Eigent­lich lebt die Haus­krähe S.T. ein ent­spann­tes Leben, denn sowohl ihr als auch dem Hund Den­nis geht es bei ihrem Besit­zer Big Jim, der alle Men­schen nur als Mofos, bezie­hungs­weise Mother­fu­ckers, bezeich­net, recht gut. Als die­ser sich eines Tages selt­sam ver­hält, ver­sucht S.T. alles, was in sei­ner Macht steht, um sei­nen Besit­zer wie­der nor­mal zu machen. Doch weder Medi­ka­mente noch irgend­et­was ande­res scheint zu helfen.
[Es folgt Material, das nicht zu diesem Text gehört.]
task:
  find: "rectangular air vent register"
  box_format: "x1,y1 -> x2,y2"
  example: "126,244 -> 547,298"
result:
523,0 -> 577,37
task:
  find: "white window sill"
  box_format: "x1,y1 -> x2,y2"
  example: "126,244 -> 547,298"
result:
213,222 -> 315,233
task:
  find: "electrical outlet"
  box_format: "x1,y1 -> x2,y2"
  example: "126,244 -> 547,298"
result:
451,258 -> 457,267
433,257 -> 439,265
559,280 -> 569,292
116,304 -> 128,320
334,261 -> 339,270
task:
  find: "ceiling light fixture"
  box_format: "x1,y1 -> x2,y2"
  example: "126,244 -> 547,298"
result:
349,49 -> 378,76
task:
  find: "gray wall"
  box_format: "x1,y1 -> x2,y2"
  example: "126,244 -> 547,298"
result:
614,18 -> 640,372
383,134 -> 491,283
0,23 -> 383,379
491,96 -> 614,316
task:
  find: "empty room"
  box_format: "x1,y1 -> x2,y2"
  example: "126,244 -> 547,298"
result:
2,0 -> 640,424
Über Echo, das Intra­net der Vögel, hört S.T. eines Tages die Stimme eines mys­te­riö­sen Wesens namens Onida, das ihn zu rufen scheint, machen sich die bei­den Haus­tiere zusam­men auf den Weg und stel­len sich den Gefah­ren der neuen, ver­än­der­ten Welt.
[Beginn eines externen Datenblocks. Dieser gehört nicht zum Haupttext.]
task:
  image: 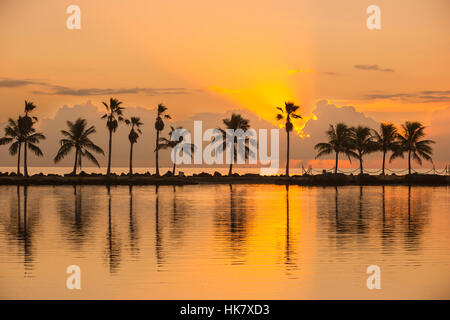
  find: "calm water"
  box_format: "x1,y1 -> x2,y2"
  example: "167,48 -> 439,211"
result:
0,184 -> 449,299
Ein inter­es­san­ter Perspektivwechsel

Wie erle­ben eigent­lich die Tiere solch ein Sze­na­rio? Um diese Frage zu beant­wor­ten, ist die Wahl eines Vogels, durch des­sen Augen man blickt, eine gelun­gene Idee, da aus der Luft alles etwas anders aus­sieht. Hier eine Krähe zu wäh­len, ist eine gute Ent­schei­dung, da sie als eine beson­ders kluge sowie soziale Vogel­art gilt.

Aller­dings ist diese Idee schlep­pend und lang­at­mig umge­setzt. Man­che Kapi­tel bestehen größ­ten­teils aus Land­schafts­be­schrei­bun­gen, in denen S.T. immer wie­der sei­nem gemüt­li­chen Leben bei Big Jim nach­trau­ert und auf­zählt, was er jetzt alles nicht mehr hat.
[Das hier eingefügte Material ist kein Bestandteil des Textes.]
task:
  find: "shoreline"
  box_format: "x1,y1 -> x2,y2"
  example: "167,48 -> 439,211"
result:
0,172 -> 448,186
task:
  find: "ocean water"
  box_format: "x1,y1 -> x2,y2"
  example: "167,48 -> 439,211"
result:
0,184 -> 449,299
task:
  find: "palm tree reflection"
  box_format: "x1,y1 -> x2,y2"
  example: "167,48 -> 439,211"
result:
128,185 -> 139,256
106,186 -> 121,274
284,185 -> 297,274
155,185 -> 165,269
Eine nette Auf­lo­cke­rung sind dabei die klei­nen Kurz­ge­schich­ten von ande­ren Haus­tie­ren und deren Umgang mit der neuen Situa­tion. Diese kom­men jedoch viel zu sel­ten vor – etwa alle 30 bis 50 Sei­ten – und neh­men mit ihrer durch­schnitt­li­chen Länge von zwei­ein­halb Sei­ten ins­ge­samt gerade mal circa 35 Sei­ten des gesam­ten Romans ein.

Kom­mu­ni­ka­tion im Tierreich

Natür­lich ist ver­ständ­lich, dass, wenn Tiere ver­schie­de­nen Arten ange­hö­ren, sie nicht ein­fach unter­ein­an­der kom­mu­ni­zie­ren kön­nen. So gibt es hier für ver­schie­dene Spe­zies unter­schied­li­che Kom­mu­ni­ka­ti­ons­me­tho­den. Vögel haben wie gesagt Echo, die Was­ser­le­be­we­sen Aura und die Land­le­be­we­sen Netz. In Letz­te­ren sind eben­falls die Bäume und Pflan­zen vertreten.

Was in „Hol­low King­dom“ als wirk­lich gutes und nach­voll­zieh­ba­res Sys­tem eta­bliert wird, wird an man­cher Stelle immer wie­der durch­bro­chen. Prä­gnant ist dabei, dass es zwi­schen S.T. und sei­nem Hun­de­be­glei­ter Den­nis keine ver­bale Kom­mu­ni­ka­tion gibt, da der eine ein Vogel und der andere ein Hund ist, kann man anfangs den­ken. Doch als S.T. auf einen Maul­wurf und ein Opos­sum trifft, scheint sie nichts an einem net­ten Plausch zu hin­dern. Warum sich S.T. und Den­nis nicht ver­bal unter­hal­ten kön­nen, wird von Kapi­tel zu Kapi­tel immer frag­li­cher und weni­ger nachvollziehbar.

Unglei­ches Gespann

Durch den unver­ständ­li­chen Aus­tausch sowie die unter­schied­li­chen Stär­ken der bei­den Weg­ge­fähr­ten, ähnelt die Inter­ak­tion mit- und für­ein­an­der sehr Figu­ren­kon­stel­la­tio­nen wie bei­spiels­weise bei „Aste­rix und Obelix“, oder „Pinky and the Brain“. Im Film oder in der Lite­ra­tur ist solch ein Duo als ‚brain-and-brawn-trope‘ (deutsch etwa: Hirn-und-Sülze-Motiv) bekannt.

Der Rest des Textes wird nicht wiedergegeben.